For months now the rising price of fuel has been a dominant issue for transport operators – particularly smaller operators who struggle to pass on the increases. But, the focus on fuel costs should not be allowed to eclipse completely some of the more strategic challenges that face the industry.
And a report by MPs last month did us all a service by highlighting the need for investment in ports and airports.
The report on Transport and the Economy by the House of Commons Transport Committee called for a white paper on transport strategy saying that the government needed to explain how its spending on transport would deliver economic growth and development.
The government needed a much stronger strategy for developing the UK’s major ports and airports, MPs said. “Improving connectivity through these key international gateways simply does not feature prominently enough in the government’s current approach to the economy.”
MPs were particularly critical of the lack of regional planning for transport. “The current government has swept away the regional tier of planning and many institutions that played a key role in the development of strategic priorities for transport spending in support of economic development.
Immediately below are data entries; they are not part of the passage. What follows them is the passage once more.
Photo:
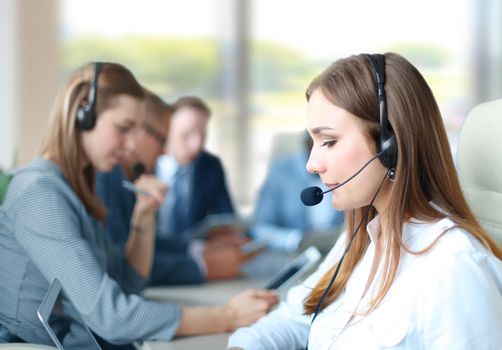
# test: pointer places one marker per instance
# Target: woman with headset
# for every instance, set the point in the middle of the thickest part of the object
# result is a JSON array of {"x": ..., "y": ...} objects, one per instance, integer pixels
[
  {"x": 414, "y": 270},
  {"x": 51, "y": 227}
]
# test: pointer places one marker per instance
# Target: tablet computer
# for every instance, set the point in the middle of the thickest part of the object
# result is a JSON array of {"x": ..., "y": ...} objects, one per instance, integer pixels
[
  {"x": 52, "y": 313},
  {"x": 294, "y": 270}
]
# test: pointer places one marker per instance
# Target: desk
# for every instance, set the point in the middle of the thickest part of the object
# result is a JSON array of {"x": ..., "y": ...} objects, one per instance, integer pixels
[{"x": 256, "y": 273}]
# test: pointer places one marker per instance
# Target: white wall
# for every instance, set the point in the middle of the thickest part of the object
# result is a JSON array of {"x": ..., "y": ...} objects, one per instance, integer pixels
[{"x": 30, "y": 66}]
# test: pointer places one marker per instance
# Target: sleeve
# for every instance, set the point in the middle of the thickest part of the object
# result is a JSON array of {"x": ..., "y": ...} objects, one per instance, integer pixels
[
  {"x": 463, "y": 306},
  {"x": 286, "y": 328},
  {"x": 48, "y": 228},
  {"x": 119, "y": 204}
]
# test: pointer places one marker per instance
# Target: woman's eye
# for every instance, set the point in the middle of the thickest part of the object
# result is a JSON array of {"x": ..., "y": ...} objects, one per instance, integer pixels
[
  {"x": 328, "y": 143},
  {"x": 123, "y": 129}
]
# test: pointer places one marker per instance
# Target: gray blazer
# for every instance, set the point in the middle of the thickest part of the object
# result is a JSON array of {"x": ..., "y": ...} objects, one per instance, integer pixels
[{"x": 46, "y": 232}]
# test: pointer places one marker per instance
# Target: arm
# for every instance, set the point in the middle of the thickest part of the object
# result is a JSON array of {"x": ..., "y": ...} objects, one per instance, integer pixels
[
  {"x": 139, "y": 247},
  {"x": 463, "y": 306},
  {"x": 241, "y": 310},
  {"x": 286, "y": 327}
]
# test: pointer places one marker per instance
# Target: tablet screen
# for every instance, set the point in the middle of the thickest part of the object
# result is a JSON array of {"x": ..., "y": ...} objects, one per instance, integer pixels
[{"x": 292, "y": 271}]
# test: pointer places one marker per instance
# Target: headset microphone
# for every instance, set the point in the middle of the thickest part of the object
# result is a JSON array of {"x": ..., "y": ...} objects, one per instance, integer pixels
[{"x": 314, "y": 195}]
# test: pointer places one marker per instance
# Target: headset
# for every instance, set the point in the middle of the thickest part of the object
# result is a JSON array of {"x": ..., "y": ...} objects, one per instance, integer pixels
[
  {"x": 86, "y": 115},
  {"x": 387, "y": 144},
  {"x": 386, "y": 154}
]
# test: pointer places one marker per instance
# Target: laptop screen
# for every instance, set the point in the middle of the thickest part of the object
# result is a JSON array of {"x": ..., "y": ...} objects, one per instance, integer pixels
[{"x": 63, "y": 322}]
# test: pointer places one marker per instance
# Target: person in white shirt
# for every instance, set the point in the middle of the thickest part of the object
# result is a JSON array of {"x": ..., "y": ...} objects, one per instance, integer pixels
[{"x": 414, "y": 270}]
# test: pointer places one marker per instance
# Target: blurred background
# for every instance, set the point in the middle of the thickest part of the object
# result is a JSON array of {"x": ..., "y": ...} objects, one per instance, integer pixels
[{"x": 251, "y": 60}]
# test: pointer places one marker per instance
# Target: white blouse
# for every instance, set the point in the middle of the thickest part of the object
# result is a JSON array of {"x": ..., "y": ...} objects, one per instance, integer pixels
[{"x": 448, "y": 298}]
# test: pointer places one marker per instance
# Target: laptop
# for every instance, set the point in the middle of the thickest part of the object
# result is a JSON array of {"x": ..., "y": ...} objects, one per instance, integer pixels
[{"x": 54, "y": 320}]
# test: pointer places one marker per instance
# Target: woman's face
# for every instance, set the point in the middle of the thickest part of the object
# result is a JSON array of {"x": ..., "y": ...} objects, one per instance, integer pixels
[
  {"x": 341, "y": 148},
  {"x": 112, "y": 137}
]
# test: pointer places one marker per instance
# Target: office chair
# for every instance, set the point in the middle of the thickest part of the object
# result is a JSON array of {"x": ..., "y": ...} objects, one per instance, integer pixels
[{"x": 479, "y": 162}]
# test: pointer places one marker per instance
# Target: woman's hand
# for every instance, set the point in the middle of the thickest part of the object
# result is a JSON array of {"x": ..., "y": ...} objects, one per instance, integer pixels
[
  {"x": 148, "y": 204},
  {"x": 248, "y": 307}
]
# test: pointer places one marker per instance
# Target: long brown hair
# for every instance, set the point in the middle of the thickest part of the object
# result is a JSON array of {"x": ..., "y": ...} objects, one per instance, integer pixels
[
  {"x": 425, "y": 169},
  {"x": 62, "y": 144}
]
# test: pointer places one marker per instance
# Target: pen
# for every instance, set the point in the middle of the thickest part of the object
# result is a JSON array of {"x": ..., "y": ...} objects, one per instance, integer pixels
[{"x": 130, "y": 187}]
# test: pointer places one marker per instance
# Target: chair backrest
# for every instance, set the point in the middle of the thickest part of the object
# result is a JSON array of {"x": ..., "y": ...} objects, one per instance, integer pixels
[
  {"x": 479, "y": 161},
  {"x": 4, "y": 183}
]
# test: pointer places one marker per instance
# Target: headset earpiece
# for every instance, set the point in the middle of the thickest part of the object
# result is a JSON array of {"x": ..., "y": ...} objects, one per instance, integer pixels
[{"x": 86, "y": 115}]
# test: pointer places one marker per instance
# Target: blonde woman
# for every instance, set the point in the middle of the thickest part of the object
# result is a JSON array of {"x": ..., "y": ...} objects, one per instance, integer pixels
[{"x": 414, "y": 270}]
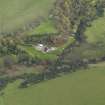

This has created a vacuum that has left regions without the institutions and arrangements they need to plan and prioritise sub-national transport schemes and other significant transport infrastructure.”
And the MPs highlighted the fact that arrangements to fill the void might not be in place until the end of this parliament. Committee chair Louise Ellman said: “This delay is likely to weaken decision making and widen the economic divisions between regions.”
They also warned that there was an urgent need to increase transport investment in the north of the country to boost the capacity for economic growth.
At the end of the day, infrastructure is a competitive issue. Poor infrastructure is no mere inconvenience – it pushes up logistics costs and damages competitiveness. It’s time for the government to get a grip.